# Research: Adding Update Dates to Skills
**Date:** December 31, 2025
**Status:** Research Complete
**Scope:** Understanding current skill indexing architecture to implement update date tracking
---
## Executive Summary
This research analyzes the skill indexing infrastructure to determine the best approach for adding update date tracking. The codebase has a clear separation of concerns:
1. **Skill Model** (`src/mcp_skills/models/skill.py`) - Defines skill structure
2. **Skill Manager** (`src/mcp_skills/services/skill_manager.py`) - Loads and caches skills
3. **Indexing Engine** (`src/mcp_skills/services/indexing/engine.py`) - Orchestrates indexing
4. **Vector Store** (`src/mcp_skills/services/indexing/vector_store.py`) - ChromaDB integration
**Recommendation:** Add `updated_at` field to the `Skill` dataclass and store as ChromaDB metadata. Use file mtime as the source (simpler) with optional git commit date enhancement for future releases.
---
## Current Architecture
### 1. Skill Model Structure
**File:** `/Users/masa/Projects/mcp-skillset/src/mcp_skills/models/skill.py`
Current `Skill` dataclass fields:
- `id`: Unique skill identifier (format: `{repo_id}/{skill_path}`)
- `name`: Skill name
- `description`: Short description
- `instructions`: Full skill instructions (markdown)
- `category`: Skill category (testing, debugging, refactoring, etc.)
- `tags`: List of tags
- `dependencies`: List of skill IDs this depends on
- `examples`: List of example usage scenarios
- `file_path`: Path to SKILL.md file (Python `Path` object)
- `repo_id`: Repository identifier
- `version`: Optional version string
- `author`: Optional author information
**Status:** No date fields currently tracked.
### 2. Skill Manager (Discovery and Loading)
**File:** `/Users/masa/Projects/mcp-skillset/src/mcp_skills/services/skill_manager.py`
Key methods:
- `discover_skills()`: Walks directory tree to find all SKILL.md files
- `load_skill()`: Loads skill from disk with in-memory caching
- `get_skill_metadata()`: Fast metadata extraction from YAML frontmatter
- `_parse_skill_file()`: Creates Skill object from file content
**Important:** The `_parse_skill_file()` method (line 429):
1. Reads file content using `file_path.read_text(encoding="utf-8")`
2. Splits frontmatter and instructions
3. Validates with Pydantic models (`SkillModel`)
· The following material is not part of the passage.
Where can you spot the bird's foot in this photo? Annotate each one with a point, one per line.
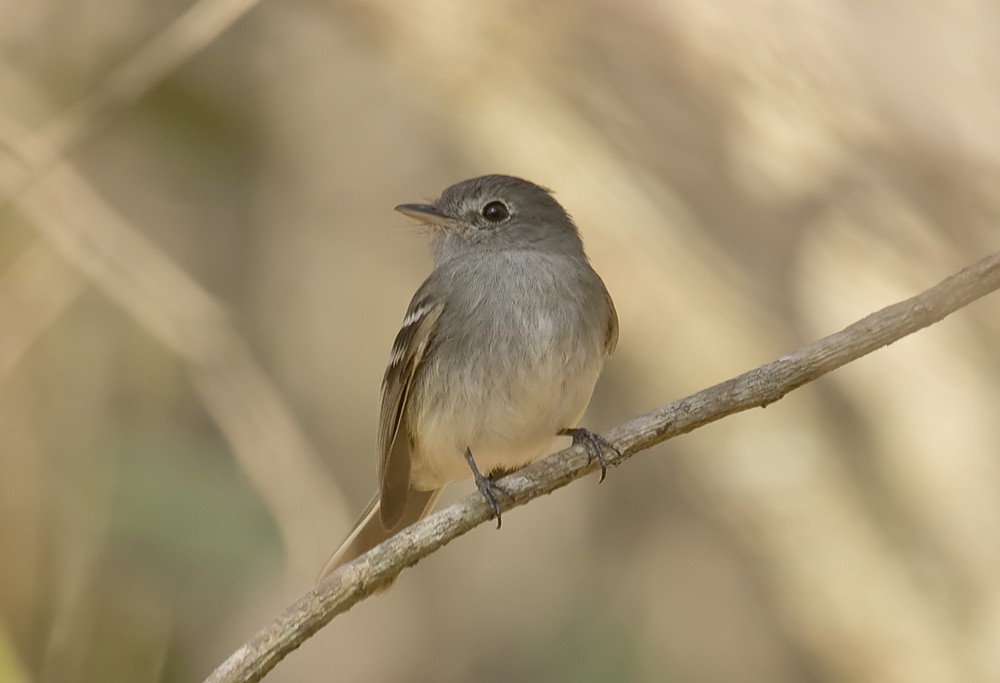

4. Creates Skill dataclass instance
**Access to file mtime:** Possible via `file_path.stat().st_mtime` when Skill object is created.
### 3. Indexing Engine (Orchestration)
**File:** `/Users/masa/Projects/mcp-skillset/src/mcp_skills/services/indexing/engine.py`
Key methods:
- `index_skill()`: Adds skill to vector store and knowledge graph
- `reindex_all()`: Rebuilds indices from scratch
- `build_embeddings()`: Delegates to VectorStore
- `extract_relationships()`: Delegates to GraphStore
Flow:
1. SkillManager discovers/loads skills
2. IndexingEngine receives Skill objects
3. Calls `vector_store.index_skill()` with Skill object
4. Calls `graph_store.add_skill()` with Skill object
### 4. Vector Store (ChromaDB Integration)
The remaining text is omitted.